Wolfgang Paulsen is one of the owners of a Bürger wind project in the far northwest of Schleswig-Holstein near the Danish border. The community of Bohmstedt comprises a grand total of 650 people, 20 farms and, as Paulsen likes to emphasize, one pub, an essential element of German life.
In 1998 residents installed nine 600 kW turbines, all 5.4 MW owned locally. The turbines produce 11 million kWh/yr, enough generation for 3,000 north German households (~3,700 kWh/yr/household). “Our objective was to involve as many citizens as possible,” says Paulsen.
Families invested risk capital of Euro 1,500 each. Altogether they raised Euro 50,000 for planning and project development. If the project didn’t move forward, the investment was lost.

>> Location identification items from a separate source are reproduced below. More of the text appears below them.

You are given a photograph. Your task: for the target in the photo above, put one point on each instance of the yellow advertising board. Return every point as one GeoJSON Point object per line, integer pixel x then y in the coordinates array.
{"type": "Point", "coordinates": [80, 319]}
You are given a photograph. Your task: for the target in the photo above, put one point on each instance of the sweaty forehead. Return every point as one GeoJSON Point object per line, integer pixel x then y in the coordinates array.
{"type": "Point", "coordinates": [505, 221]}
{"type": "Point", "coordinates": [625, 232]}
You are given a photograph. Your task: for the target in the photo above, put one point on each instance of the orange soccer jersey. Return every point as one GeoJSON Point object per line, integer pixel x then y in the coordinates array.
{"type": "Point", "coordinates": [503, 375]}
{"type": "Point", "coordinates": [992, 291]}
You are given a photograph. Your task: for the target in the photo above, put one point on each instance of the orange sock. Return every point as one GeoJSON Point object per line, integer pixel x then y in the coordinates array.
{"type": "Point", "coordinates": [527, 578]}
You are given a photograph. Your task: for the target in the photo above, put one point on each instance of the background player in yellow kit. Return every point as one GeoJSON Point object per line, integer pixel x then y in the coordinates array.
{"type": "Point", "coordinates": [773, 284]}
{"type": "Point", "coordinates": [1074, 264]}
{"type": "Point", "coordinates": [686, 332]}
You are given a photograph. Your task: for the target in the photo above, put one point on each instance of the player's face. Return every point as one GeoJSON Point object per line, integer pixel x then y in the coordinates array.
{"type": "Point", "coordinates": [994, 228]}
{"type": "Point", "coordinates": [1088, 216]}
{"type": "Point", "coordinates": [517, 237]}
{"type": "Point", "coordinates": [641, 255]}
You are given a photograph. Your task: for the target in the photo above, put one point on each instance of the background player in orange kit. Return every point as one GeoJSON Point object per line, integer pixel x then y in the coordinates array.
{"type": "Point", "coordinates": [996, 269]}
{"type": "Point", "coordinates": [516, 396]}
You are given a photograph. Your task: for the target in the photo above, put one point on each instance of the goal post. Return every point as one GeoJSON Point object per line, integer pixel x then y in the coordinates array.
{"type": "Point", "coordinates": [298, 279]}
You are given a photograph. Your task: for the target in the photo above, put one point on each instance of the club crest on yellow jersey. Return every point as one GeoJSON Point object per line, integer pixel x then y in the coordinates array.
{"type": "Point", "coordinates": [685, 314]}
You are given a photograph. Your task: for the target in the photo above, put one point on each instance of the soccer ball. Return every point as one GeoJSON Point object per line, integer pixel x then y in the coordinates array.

They needed to raise 15% of the Euro 5 million cost of the project. The remainder was financed with debt. Each family had to invest a minimum of ~Euro 25,000 per share.
“Wind is a local resource and it is our resource,” says Paulsen. “And we want to make money out of it.”
Paulsen also manages Butendiek (outside the dike), Germany’s proposed Bürgerbeteiligung offshore wind project west of the resort island Sylt.
The Butendiek share cooperative currently has 8,400 members and has overcome numerous planning obstacles. Still, the massive 240 MW project is years from fruition. The currently high prices for wind turbines and unexpected increases in the cost of the offshore foundations has delayed the project. This may be to everyone’s advantage as the technology for offshore turbines matures.
Paulsen, like Henning Holst (Husum), and Hans-Detlef Fedderson (Friedrich-Wilhelm-Lübke-Koog) is committed to renewable energy and to its cooperative development.
“We accept change in our landscape for a sustainable form of energy,” says Paulsen. “We want renewable energy, so we do it ourselves.”